Saleem Taimur, Rabbani Madiha, Jamil Bushra
Medical College, The Aga Khan University, Stadium Road, Karachi, 74800, Pakistan.
Cases J. 2009 Aug 10;2:6785. doi: 10.4076/1757-1626-2-6785.
Primary immunodeficiency disorders pose a diagnostic dilemma for physicians in the developing countries such as Pakistan because of lack of adequate diagnostic facilities. We present here the case of a 17-year-old girl who had a history of recurrent respiratory tract infections since childhood and had been treated with anti-tuberculous medications thrice; for a total of 24 months. She had also received multiple courses of antibiotics. Her initial presentation to our hospital was with acute bronchopneumonia. Her past medical history of recurrent infections also alerted the treating physician to the possibility of bronchiectasis secondary to a variety of underlying potential pathologies such as post-infection, immunodeficiency syndromes or ciliary dyskinesia disorders. Cystic fibrosis was also an important consideration. Direct enquiry revealed that there was no history of consanguineous marriage in her parents. Her sweat chloride test was within normal range (<40 mmol/L). Blood analysis was performed which showed IgA, IgG2 and IgG4 deficiency. She has been following up at our hospital for the past few years. In that course of time, she has had multiple episodes of pneumonia, gastroenteritis and maxillary sinusitis. She was successfully treated with intravenous immunoglobulins on four occasions when she presented with systemic crisis secondary to severe systemic infection. She also developed biopsy proven intermediate grade non-Hodgkin's lymphoma five years after the diagnosis of immunoglobulin deficiency was first made. This appeared to be a complication of her immunodeficient state. She has been receiving chemotherapy for the lymphoma. Physicians should be cognizant of the morbidity that primary immunodeficiency syndromes such as immunoglobulin deficiency can have in the form of multiple infections and increased risk of malignancies as seen in our patient.

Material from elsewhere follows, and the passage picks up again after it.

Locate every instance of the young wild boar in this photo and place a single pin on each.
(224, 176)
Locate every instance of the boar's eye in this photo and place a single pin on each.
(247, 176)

由于缺乏足够的诊断设施,原发性免疫缺陷疾病给巴基斯坦等发展中国家的医生带来了诊断难题。我们在此介绍一名17岁女孩的病例,她自幼就有反复呼吸道感染病史,曾三次接受抗结核药物治疗,总计24个月。她还接受过多个疗程的抗生素治疗。她最初因急性支气管肺炎前来我院就诊。她既往反复感染的病史也使主治医生警惕到继发于多种潜在基础疾病(如感染后、免疫缺陷综合征或纤毛运动障碍疾病)的支气管扩张的可能性。囊性纤维化也是一个重要的考虑因素。直接询问得知她父母无近亲结婚史。她的汗液氯化物试验结果在正常范围内(<40 mmol/L)。进行了血液分析,结果显示IgA、IgG2和IgG4缺乏。在过去几年里她一直在我院随访。在此期间,她多次发生肺炎、肠胃炎和上颌窦炎。当她因严重全身感染继发全身危象时,曾四次成功接受静脉注射免疫球蛋白治疗。在首次诊断免疫球蛋白缺乏症五年后,她还经活检证实患了中度非霍奇金淋巴瘤。这似乎是她免疫缺陷状态的一种并发症。她一直在接受淋巴瘤的化疗。医生应该认识到原发性免疫缺陷综合征(如免疫球蛋白缺乏症)可能导致的发病率,就像我们的患者那样,表现为多次感染和恶性肿瘤风险增加。